Drafting a will is a common step residents in Florida take. Whether it is due to old age, health concerns, to protect your property and assets, because you frequently travel or because you and your spouse have decided to take this precautionary step, creating a will is an important goal. While many may like to put this process off until later in life, it is imperative to understand the basics of this process.

How does one execute a will? First, it is important that a testator, who is the maker of the will, signs and executes only one original copy of the will. Having additional wills could result in complications, such as needing to file all of them with the probate court. Second, the testator needs to sign the end of the will immediately following the text of the will. Any comments following the signature are considered void.
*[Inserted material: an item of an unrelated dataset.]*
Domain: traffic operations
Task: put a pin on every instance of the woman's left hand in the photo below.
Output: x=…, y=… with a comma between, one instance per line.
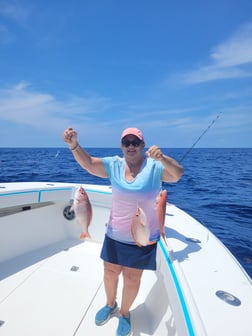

In order to properly execute a will, at least two independent witnesses need to be present. These witnesses cannot have a stake in the distribution of the assets in the will. Additionally, the witnesses should be present to witness the signing of the will and hear that the testator declares it to be their will. The witnesses must also sign the document in the presence of the testator and in the presence of the other witness. A Notary Public must acknowledge all the signatures on the will.

Once a will has been properly executed, it should be kept in a safe location. This location should also be known and accessible to the personal representative. This will help ensure that the will can be found at the time of the testator's death.

Whatever the reason for the will's execution, it is important to understand the basics. This will help you better navigate the process if any complications occur.